Russia relies on oil and gas exports for much of its government revenue. But benchmark North Sea Brent is under $30 a barrel for the first time in 12 years.
In fact, Russia actually needs the ruble to weaken to increase the amount of rubles coming in from lower oil prices. “Russia needs crude oil to be at $82 a barrel to balance its national budget,” said Toru Nishihama of the Dai-ichi Life Research Institute. “There’s been more concern over a growing budget deficit.”
The ruble’s long-term decline was triggered by the descent in crude prices that began in the summer of 2014. Tensions with the U.S. and Europe over the Crimean Peninsula also led investors to unload the Russian currency.
In a bid to defend the ruble, Russia’s central bank unpegged it from a dual currency basket in November 2014 and adopted a floating exchange rate regime. But market players continued to sell the currency, leading the bank to raise its key interest rate by 6.5 points overnight to 17% that December. The move helped stop the ruble’s fall at about 78 to the dollar.

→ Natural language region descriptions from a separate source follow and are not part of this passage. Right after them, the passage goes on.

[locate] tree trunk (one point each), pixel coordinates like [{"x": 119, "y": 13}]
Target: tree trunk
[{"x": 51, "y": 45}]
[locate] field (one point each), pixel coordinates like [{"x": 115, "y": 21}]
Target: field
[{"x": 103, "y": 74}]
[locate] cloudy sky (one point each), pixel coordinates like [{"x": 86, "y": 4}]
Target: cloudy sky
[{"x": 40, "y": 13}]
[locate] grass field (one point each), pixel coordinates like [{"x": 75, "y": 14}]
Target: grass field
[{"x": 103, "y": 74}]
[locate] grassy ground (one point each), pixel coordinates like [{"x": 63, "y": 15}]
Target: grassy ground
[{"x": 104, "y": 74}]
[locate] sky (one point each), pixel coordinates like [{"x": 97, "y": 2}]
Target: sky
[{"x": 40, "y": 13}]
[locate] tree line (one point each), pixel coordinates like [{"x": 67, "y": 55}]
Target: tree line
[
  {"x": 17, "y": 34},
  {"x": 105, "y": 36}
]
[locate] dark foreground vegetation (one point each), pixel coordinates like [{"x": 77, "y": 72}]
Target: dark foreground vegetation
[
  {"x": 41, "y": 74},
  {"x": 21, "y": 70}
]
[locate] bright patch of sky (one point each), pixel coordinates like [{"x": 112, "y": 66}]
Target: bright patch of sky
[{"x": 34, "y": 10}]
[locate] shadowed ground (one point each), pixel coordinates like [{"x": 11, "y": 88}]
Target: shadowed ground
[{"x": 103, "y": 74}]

“There’s not as much pressure on Russian authorities to enact policies compared with 2014, when cheap crude prices coincided with the Ukraine crisis,” said Osamu Takashima of Citigroup Global Markets Japan.
The previous ruble low was set on December 16, 2014, when the Russian currency was trading at 80.10 rubles to the dollar. As of this writing we are now at 80.50 rubles to the dollar.

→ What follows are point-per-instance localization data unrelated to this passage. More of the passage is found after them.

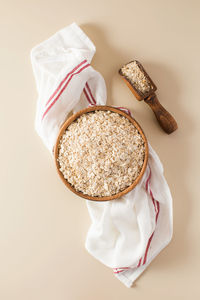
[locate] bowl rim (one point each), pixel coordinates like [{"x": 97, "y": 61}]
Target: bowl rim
[{"x": 76, "y": 116}]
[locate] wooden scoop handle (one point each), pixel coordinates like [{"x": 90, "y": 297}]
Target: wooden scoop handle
[{"x": 166, "y": 121}]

“The market will be generally driven by global economic sentiment, which does not exactly look hopeful at the moment,” Alfa Bank, the largest private commercial bank in Russia. said in a note to clients on Wednesday.
According to experts polled by Bloomberg, the Russian Central Bank could resume currency interventions if the ruble exchange rate continues to fall against the dollar. According to a survey of 15 experts, the Russian Central Bank could enter the currency market with the Russian currency falling to 90 rubles against the dollar. At the same time, two experts believe that interventions could begin even at the rate of 80 rubles per dollar, which is where we stand today.
The ruble trades from 08:00-18:00 CET on most brokers platforms and is the official trading hours on Moscow Exchange, who sees volumes in ruble rise when the market gets extra volatile.